Disagreements Between the ArrayStar SNP Table and the SeqMan SNP Report

In the ArrayStar SNP Table, the column “Contig Pos” collapses all permutations for a given reference position into a single record with start and end positions separated by an ellipsis (e.g. 27…31). If multiple bases are listed, this indicates a multi-base insertion into the sample relative to the reference.

 

In most cases, the single record denotes that all included reference positions contain the same SNP. In some cases, however, the record may include one or more reference positions that do not have that SNP when the corresponding assembly is viewed in the SeqMan Alignment View or SNP Report.

 

This is due to a difference in how ArrayStar and SeqMan call SNPs. SeqMan checks the P value of each putative SNP. If a SNP has a roughly 50% chance of not being a change, it is not included in SeqMan Pro’s Alignment View or SNP Report. That’s because there are often low-probability columns present due to sequencing errors or alignment issues, and these do not indicate an actual insertion.
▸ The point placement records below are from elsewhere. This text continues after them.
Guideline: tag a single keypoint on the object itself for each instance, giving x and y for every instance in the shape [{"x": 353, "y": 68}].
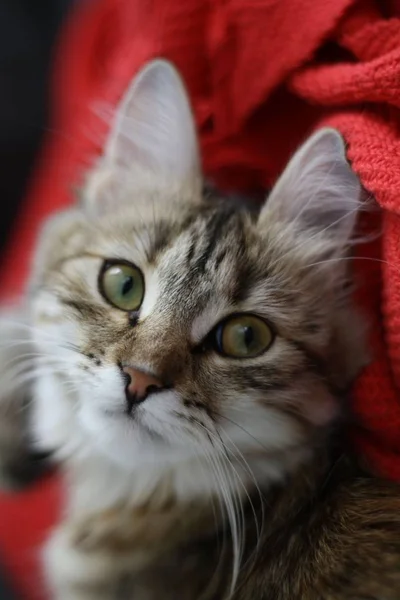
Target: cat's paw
[{"x": 75, "y": 573}]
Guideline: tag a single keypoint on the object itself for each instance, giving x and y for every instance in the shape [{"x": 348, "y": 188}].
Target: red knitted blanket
[{"x": 261, "y": 74}]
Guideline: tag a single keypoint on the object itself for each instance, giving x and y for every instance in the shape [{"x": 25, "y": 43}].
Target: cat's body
[{"x": 187, "y": 360}]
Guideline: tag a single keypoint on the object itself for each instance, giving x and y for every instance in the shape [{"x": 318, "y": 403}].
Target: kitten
[{"x": 186, "y": 361}]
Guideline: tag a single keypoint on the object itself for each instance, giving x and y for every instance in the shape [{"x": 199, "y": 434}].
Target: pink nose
[{"x": 139, "y": 385}]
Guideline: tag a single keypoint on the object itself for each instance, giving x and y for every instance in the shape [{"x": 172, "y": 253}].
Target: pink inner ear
[
  {"x": 318, "y": 190},
  {"x": 154, "y": 128}
]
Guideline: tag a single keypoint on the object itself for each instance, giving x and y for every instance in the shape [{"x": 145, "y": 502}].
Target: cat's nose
[{"x": 139, "y": 385}]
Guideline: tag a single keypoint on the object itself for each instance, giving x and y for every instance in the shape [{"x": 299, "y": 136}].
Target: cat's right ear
[{"x": 152, "y": 137}]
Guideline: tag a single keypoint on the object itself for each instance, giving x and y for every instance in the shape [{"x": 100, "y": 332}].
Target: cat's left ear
[
  {"x": 153, "y": 136},
  {"x": 318, "y": 192}
]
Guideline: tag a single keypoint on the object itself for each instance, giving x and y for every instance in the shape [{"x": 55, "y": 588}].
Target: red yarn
[{"x": 261, "y": 75}]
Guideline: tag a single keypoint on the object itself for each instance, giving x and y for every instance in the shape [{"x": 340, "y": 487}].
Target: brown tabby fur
[{"x": 150, "y": 512}]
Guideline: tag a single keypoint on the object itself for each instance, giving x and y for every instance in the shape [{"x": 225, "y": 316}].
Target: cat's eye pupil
[
  {"x": 127, "y": 286},
  {"x": 122, "y": 285},
  {"x": 243, "y": 336},
  {"x": 248, "y": 335}
]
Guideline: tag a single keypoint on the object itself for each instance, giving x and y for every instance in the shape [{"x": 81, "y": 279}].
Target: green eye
[
  {"x": 122, "y": 285},
  {"x": 243, "y": 336}
]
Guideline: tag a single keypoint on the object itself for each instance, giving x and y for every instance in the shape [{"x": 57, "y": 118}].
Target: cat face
[{"x": 179, "y": 326}]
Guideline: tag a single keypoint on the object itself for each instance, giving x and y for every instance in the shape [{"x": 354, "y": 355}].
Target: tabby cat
[{"x": 186, "y": 362}]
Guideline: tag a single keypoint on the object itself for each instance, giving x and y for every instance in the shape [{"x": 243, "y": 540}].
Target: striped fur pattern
[{"x": 198, "y": 492}]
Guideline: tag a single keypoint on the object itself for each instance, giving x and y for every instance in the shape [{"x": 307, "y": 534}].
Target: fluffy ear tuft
[
  {"x": 318, "y": 191},
  {"x": 153, "y": 136}
]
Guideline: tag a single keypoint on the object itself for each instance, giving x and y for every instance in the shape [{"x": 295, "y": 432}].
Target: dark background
[{"x": 28, "y": 31}]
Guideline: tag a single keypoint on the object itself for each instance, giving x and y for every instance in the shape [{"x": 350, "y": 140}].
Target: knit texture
[{"x": 262, "y": 75}]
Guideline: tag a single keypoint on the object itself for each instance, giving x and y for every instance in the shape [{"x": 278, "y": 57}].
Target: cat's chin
[{"x": 127, "y": 439}]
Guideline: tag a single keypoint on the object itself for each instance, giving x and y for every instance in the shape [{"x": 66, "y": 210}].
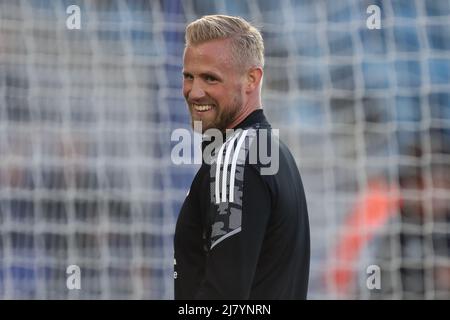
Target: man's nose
[{"x": 196, "y": 92}]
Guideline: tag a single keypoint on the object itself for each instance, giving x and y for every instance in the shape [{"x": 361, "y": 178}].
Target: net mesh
[{"x": 86, "y": 117}]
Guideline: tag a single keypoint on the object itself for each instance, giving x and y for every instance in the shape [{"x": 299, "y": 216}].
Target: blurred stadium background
[{"x": 86, "y": 117}]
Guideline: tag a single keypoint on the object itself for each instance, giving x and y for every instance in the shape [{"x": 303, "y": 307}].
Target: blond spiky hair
[{"x": 247, "y": 42}]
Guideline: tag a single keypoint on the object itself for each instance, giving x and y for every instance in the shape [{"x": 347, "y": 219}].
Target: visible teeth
[{"x": 206, "y": 107}]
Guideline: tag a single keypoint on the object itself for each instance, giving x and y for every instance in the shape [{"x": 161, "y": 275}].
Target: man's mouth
[{"x": 202, "y": 107}]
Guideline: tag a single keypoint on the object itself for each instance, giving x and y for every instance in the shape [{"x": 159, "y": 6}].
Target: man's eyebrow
[{"x": 211, "y": 74}]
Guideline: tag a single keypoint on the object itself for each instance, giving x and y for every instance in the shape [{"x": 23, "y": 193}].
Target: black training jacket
[{"x": 243, "y": 230}]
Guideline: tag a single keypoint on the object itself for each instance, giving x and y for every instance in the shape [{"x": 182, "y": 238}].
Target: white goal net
[{"x": 86, "y": 116}]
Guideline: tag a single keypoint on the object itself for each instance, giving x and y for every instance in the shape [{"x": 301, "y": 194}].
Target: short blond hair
[{"x": 246, "y": 40}]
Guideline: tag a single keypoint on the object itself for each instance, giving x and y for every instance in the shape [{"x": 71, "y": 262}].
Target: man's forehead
[{"x": 214, "y": 51}]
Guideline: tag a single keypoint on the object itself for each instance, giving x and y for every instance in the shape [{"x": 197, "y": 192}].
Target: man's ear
[{"x": 254, "y": 77}]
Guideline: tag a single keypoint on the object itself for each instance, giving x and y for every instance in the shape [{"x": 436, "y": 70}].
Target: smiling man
[{"x": 241, "y": 233}]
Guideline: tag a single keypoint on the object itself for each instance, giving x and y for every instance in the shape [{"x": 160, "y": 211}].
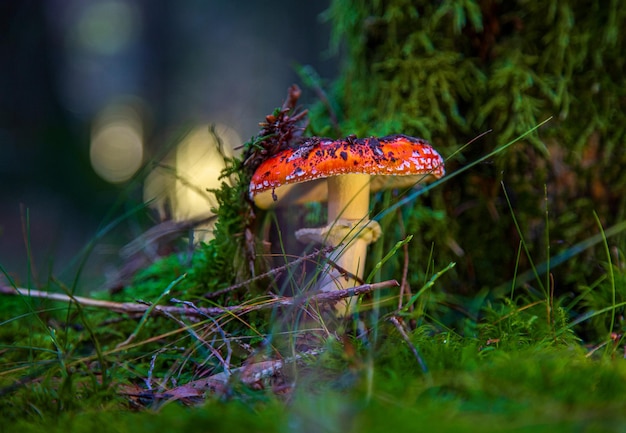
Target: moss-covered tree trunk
[{"x": 450, "y": 70}]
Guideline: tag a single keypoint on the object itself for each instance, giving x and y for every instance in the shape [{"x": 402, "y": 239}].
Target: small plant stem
[
  {"x": 138, "y": 308},
  {"x": 406, "y": 338}
]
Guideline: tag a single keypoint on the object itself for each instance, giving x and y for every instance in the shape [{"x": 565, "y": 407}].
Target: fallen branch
[{"x": 140, "y": 308}]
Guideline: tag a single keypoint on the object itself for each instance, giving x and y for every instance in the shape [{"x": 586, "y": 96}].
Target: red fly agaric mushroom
[{"x": 343, "y": 172}]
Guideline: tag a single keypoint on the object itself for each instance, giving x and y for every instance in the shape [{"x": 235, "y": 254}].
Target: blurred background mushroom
[
  {"x": 343, "y": 173},
  {"x": 94, "y": 91}
]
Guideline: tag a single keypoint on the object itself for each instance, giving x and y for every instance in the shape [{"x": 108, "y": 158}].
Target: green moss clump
[{"x": 448, "y": 71}]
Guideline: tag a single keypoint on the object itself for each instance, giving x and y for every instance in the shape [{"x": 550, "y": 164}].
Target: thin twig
[
  {"x": 137, "y": 308},
  {"x": 271, "y": 273}
]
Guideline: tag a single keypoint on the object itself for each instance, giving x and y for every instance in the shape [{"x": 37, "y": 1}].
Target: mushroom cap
[{"x": 297, "y": 175}]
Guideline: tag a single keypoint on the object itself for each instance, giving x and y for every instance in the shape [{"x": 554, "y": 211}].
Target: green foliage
[{"x": 449, "y": 70}]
However, these “possible” SNPs are still included in the ellipsis-separated range of the “Contig Pos” column in ArrayStar.

 

The scores for ArrayStar’s “Contig Pos” records are aggregated as follows:

 

      Depth: The mean depth among all of the columns considered.

 

      SNP %: The mean percentage among all of the columns considered.

 

      Q-call: The lowest confidence score among all of the columns considered.

 

      P-value: The lowest probability among the columns passing the filter.

 

An indel in a translated region is always considered a frameshift, unless it's a triplet, in which case it is considered non-synonymous.

 

If any of the used columns was heterozygous, the entire record is considered heterozygous. The alleles are not correlated in the data used by ArrayStar, and so all combinations of the individual bases' alleles are possibilities unless manual investigation of the assembly shows otherwise.